Книга тайных желаний
  • Текст добавлен: 17 июля 2025, 23:58

Текст книги "Книга тайных желаний"


Автор книги: Сью Монк Кид (Кидд)



сообщить о нарушении

Текущая страница: 11 (всего у книги 30 страниц)

НАЗАРЕТ
17–27 гг. н. э

I

В день, когда я вошла в дом Иисуса, его семья молча встречала нас во дворе, наблюдая за тем, как Лави загоняет в ворота повозку, груженную нашими вещами. Мы с тетей прибыли вместе с приданым. Встречавших было четверо: двое мужчин, не считая Иисуса, и две женщины, одна из которых держала руку на едва округлившемся животе.

– Неужто они решили, что у нас тут царские хоромы?! – раздался голос беременной.

Как по мне, мы привезли совсем немного. Я взяла с собой простую одежду, серебряную диадему, медное зеркало и такой же гребень, два красных шерстяных ковра, некрашеные покрывала и чашу для заклинаний. Самую большую ценность представлял кедровый сундук. Внутри лежали свитки, тростниковые перья и нож для их очинки, два флакона чернил и табличка из слоновой кости, из-за которой меня чуть не забили камнями. Чистые папирусы из тех, что достал для меня отец, закончились – я извела их во время приступа писательской лихорадки, начавшейся вскоре после того, как я забрала свои сокровища из пещеры. Багаж Йолты был еще более скуден: три туники, циновка, систр и египетские ножницы.

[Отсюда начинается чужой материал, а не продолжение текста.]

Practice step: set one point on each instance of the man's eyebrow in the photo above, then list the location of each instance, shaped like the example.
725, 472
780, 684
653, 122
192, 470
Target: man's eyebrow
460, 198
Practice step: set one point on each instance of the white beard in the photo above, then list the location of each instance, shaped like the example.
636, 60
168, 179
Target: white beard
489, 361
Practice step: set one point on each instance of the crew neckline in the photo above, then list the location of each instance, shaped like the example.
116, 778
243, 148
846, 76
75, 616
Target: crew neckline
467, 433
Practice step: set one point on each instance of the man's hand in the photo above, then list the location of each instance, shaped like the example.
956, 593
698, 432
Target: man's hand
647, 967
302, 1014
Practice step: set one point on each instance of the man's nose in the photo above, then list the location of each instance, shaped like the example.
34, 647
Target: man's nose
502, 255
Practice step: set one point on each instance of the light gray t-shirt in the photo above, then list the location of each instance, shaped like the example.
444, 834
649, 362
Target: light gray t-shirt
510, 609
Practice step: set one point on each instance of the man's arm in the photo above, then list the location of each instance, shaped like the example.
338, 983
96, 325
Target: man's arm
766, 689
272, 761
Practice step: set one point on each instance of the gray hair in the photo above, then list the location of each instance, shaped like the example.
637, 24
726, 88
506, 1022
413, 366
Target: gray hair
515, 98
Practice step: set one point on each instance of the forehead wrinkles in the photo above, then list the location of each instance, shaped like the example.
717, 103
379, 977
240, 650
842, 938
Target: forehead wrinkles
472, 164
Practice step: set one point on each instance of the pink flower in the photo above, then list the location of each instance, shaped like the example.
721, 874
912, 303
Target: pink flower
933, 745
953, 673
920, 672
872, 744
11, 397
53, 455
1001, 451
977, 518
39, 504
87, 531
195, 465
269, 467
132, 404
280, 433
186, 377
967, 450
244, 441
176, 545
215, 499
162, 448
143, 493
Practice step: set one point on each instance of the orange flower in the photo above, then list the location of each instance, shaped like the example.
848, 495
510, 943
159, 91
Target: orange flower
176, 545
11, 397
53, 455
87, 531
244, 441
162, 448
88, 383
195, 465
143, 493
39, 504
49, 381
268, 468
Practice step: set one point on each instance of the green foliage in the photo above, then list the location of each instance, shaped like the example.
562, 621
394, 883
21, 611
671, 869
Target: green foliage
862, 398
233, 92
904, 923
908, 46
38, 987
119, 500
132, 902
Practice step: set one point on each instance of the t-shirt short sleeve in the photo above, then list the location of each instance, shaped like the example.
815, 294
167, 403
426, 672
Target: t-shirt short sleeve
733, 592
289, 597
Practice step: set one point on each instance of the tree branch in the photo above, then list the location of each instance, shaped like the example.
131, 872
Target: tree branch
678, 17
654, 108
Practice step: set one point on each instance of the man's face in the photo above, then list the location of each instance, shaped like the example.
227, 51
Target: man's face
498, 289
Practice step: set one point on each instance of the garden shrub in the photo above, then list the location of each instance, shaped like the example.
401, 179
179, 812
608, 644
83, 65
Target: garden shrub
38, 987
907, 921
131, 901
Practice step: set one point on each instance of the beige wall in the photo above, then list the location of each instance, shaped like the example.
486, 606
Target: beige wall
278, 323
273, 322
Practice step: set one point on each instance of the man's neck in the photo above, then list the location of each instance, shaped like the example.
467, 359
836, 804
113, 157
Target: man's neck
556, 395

И все же наш приезд не остался незамеченным. Несмотря на мои протесты, отец распорядился, чтобы в нашу повозку запрягли лошадь из конюшен Ирода Антипы. Сбруя на ней была поистине царская. Не сомневаюсь, отец хотел произвести впечатление на жителей Назарета, напомнить им, что невеста Иисуса куда выше его по положению. Я улыбнулась новым родственникам в надежде снискать их благосклонность, но повозка, устланная тонкими шерстяными коврами, и лошадь из царских конюшен, которую вел под уздцы слуга, никак не способствовали успеху. Иисус встречал нас на окраине деревни, и даже он нахмурился, прежде чем поздороваться с нами.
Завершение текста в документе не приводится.